Continued strong exports reduces project corn ending stocks

By Susanne Retka Schill | April 09, 2014

USDA reduced projected U.S. corn ending stocks for 2013/14 by 125 million bushels based on the projected increase in corn exports. In its monthly World Agriculture Supply and Demand Estimates released April 9, USDA reported continued strong export sales and a rising weekly shipment pace for U.S. corn during March as supporting the higher expected export level along with an increase in projected global corn demand.

No changes were made to the projected use of ethanol, which had been pegged at 5 billion bushels in the last monthly report, compared to an estimated 4.65 billion bushels used in 2012/13 and 5 billion in the previous marketing year.

The 2013/14 season-average farm price for corn is raised 10 cents at the midpoint with the projected range also narrowed to $4.40 to $4.80 per bushel, compared with $4.25 to $4.75 per bushel last month. The projected range for the sorghum farm price is also raised 10 cents to $4.15 to $4.55 per bushel. Sorghum exports are projected 20 million bushels higher based on the high level of outstanding sales and the sharp increase in weekly shipments during March. Sorghum ending stocks, however, remain unchanged with an offsetting reduction made in domestic use based on the higher-than-expected March 1 stocks estimate.

Global corn production is raised 6.4 million tons with a 2.0-million-ton increase for Brazil and 1-million-ton increases each for South Africa and Russia. For Brazil, favorable precipitation in March and early April has supported the developing safrinha corn crop (the second corn crop) with yields now expected just below last year’s levels in the areas where this second-season corn crop is grown. For South Africa, improved rains in late February and March have boosted yield prospects for corn grown in the normally lower-yielding western areas. Corn production is raised for Russia based on recent revisions to official production statistics. Corn production is also raised 0.2 million tons for Mexico, in line with the latest government estimates.

Global sorghum production is lowered 1.1 million tons mostly on changes to the sub-Saharan Africa countries, but production is also lowered 0.4 million tons for Argentina and raised 0.3 million tons for Brazil.

Corn imports are increased for the European Union, Algeria, Iran, Egypt and Vietnam. In addition to the United States, corn exports are increased for South Africa, Ukraine, Mexico, Russia and Vietnam and sorghum imports are raised for China.

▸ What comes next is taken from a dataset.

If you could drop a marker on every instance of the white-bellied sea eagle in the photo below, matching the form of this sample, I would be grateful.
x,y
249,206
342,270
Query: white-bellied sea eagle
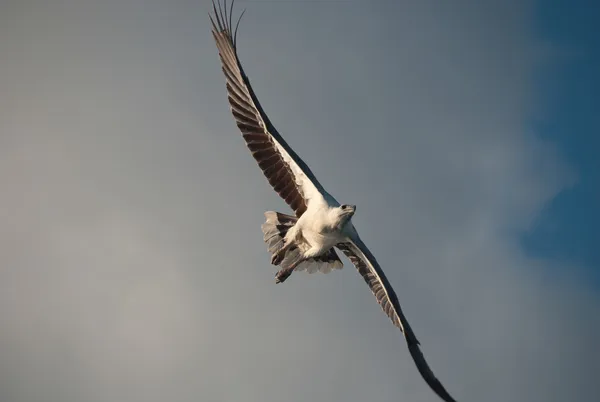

Global corn consumption is higher with increases in feeding for Argentina, Russia and Algeria. A reduction in European Union corn feeding is more than offset by an increase in food, seed and industrial use. Corn use is also raised for several of the sub-Saharan Africa countries led by increases of 1 million tons for Uganda and 0.9 million tons for Ethiopia. World corn ending stocks for 2013/14 are lowered 0.5 million tons with reductions for the United States and Ukraine outweighing increases for Brazil, Russia, and several other countries.